Аню Завьялову он нашёл в подвале — этот огромный склад, основательно пропахший вином, имел роскошный подвал — зимой тёплый, летом холодный, поделённый деревянными переборками на несколько отсеков. В одном из отсеков, отведённом под костюмерную, Аня и находилась, штопала старое бархатное платье жемчужного цвета… Только поношенный бархат может иметь такой роскошный королевский цвет.
Дверь в отсек была открыта, и Костюрин, оперевшись плечом о косяк, несколько минут стоял молча, стоял и смотрел на Завьялову. Аня не засекла его шагов, не услышала, как Костюрин подошёл.
— Аня! — шёпотом позвал Костюрин, почувствовал, как у него громко, рождая звон в висках, застучало сердце.
Девушка повела одним плечом, будто ей что-то мешало, сковывало движения, но головы не подняла — просто не услышала Костюрина, так была увлечена работой.
— Аня! — прежним неразличимым шёпотом позвал Костюрин, расстегнул крючок на отложном воротнике гимнастёрки — сделалось трудно дышать, — одновременно он ощутил, что в нём родилась некая незнакомая робость, раньше такого с ним не случалось.
— Господи, — Аня подняла голову, отложила в сторону платье, сдула косую прядь волос, свалившуюся ей на нос, — простая штука вроде бы, а родила в душе Костюрина желание обязательно защитить эту хрупкую девушку. — Я уж и не думала, что вы сумеете найти наш театр…
— Как видите, нашёл.
— Чаю хотите?
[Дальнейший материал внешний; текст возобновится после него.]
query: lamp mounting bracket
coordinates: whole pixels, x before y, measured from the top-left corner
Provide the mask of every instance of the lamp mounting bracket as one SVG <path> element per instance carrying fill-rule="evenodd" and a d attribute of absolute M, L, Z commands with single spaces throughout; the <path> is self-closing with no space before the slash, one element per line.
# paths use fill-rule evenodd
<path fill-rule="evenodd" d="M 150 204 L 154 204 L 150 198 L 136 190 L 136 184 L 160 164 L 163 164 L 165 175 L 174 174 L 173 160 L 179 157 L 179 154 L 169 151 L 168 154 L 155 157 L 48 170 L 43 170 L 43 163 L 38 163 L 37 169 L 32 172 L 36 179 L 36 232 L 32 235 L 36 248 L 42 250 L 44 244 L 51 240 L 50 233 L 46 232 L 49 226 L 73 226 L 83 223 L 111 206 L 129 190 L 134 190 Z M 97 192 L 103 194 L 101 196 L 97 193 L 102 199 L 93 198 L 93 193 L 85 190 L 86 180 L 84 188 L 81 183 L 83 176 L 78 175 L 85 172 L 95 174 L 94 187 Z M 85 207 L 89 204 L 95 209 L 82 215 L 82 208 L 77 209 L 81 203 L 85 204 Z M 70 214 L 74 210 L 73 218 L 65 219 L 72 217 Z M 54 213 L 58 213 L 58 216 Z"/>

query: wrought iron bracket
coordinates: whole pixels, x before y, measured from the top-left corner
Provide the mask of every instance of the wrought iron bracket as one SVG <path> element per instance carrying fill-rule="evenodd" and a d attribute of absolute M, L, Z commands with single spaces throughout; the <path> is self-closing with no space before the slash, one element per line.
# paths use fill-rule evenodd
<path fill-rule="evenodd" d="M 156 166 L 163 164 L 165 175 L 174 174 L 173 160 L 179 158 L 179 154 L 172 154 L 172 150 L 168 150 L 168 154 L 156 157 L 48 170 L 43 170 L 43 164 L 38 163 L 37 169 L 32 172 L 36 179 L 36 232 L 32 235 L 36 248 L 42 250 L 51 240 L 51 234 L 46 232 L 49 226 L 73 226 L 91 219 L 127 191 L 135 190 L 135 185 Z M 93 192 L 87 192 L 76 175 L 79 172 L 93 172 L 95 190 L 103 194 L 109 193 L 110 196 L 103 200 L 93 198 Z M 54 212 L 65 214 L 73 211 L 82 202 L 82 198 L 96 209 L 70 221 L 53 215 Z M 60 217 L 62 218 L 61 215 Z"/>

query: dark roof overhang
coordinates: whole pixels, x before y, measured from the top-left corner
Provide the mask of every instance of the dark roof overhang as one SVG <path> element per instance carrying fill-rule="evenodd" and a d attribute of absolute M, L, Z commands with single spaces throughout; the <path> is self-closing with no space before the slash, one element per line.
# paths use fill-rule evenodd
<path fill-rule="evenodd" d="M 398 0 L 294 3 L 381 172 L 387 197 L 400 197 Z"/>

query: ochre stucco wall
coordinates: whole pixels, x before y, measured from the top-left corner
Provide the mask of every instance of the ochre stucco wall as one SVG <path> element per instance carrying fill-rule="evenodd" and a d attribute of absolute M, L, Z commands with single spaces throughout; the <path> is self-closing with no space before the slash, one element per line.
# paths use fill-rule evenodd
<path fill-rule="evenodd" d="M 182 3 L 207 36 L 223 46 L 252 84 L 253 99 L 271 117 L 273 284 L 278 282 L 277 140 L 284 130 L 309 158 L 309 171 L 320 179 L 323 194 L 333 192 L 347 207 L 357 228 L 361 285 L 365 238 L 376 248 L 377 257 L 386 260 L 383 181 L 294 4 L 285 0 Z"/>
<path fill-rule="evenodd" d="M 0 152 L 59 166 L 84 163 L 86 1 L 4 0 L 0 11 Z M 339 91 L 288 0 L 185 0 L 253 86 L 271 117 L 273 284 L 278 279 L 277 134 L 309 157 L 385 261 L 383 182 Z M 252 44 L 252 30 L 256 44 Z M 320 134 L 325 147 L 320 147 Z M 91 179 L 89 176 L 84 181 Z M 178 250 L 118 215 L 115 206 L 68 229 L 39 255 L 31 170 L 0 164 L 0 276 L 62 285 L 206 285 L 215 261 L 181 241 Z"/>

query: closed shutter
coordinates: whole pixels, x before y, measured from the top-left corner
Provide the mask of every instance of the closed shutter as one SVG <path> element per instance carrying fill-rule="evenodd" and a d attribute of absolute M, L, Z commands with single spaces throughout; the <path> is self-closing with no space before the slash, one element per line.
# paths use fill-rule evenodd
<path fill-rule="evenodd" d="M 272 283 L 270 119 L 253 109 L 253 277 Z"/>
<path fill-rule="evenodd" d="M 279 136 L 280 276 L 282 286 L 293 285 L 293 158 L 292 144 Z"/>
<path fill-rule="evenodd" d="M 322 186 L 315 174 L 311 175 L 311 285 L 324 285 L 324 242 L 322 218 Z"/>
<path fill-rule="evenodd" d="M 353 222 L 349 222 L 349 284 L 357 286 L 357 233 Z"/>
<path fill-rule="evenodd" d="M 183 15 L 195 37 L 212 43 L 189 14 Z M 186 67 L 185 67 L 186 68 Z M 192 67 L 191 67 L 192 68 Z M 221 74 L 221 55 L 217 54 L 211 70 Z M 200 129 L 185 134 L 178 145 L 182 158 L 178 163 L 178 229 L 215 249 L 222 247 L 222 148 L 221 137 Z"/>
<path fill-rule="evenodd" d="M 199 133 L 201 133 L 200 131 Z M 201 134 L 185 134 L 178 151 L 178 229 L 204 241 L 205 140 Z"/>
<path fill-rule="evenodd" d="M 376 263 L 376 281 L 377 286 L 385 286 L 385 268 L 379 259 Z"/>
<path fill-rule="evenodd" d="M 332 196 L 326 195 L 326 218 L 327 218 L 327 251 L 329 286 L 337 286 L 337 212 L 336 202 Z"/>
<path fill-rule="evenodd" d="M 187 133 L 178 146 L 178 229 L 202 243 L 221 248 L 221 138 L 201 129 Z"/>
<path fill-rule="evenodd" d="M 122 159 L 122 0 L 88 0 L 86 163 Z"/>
У меня есть немного настоящего чая, родители из Ельца прислали.
— Вы что, из Ельца?
— Ну да. Там родилась. И гимназию там окончила, — Аня встала, стряхнула нитки с подола. — Вы даже не представляете, как хорошо, что вы пришли.
Костюрин встревожился:
— Анечка, вас никто не обижает?
— Нет, что вы… — засмеялась та белозубо, открыто. — Тот, кто обидит — и дня не проживёт.
— У, какая вы грозная!
— Верно. Это я только с виду кроткая, лишнего слова сказать не могу, а на деле…
— А на деле, — подхватил её короткую исповедь Костюрин, протестующе качнул головой — ощутил неожиданно, как в нём что-то сломалось, щёлкнуло и отсеклось, будто с дерева слетела прочная тяжёлая ветка, образовался душевный порез, но порез этот был сладким, вот ведь как, боли не принёс… Костюрин вздохнул облегчённо, он сейчас мог поддержать любой разговор — главное, чтобы разговор этот был, чтобы речь текла плавно и тогда будет совсем нестрашно.
— А на деле лишнее слово сказать очень даже могу. И одно и два.
— Я очень рад вас видеть, — сказал Костюрин.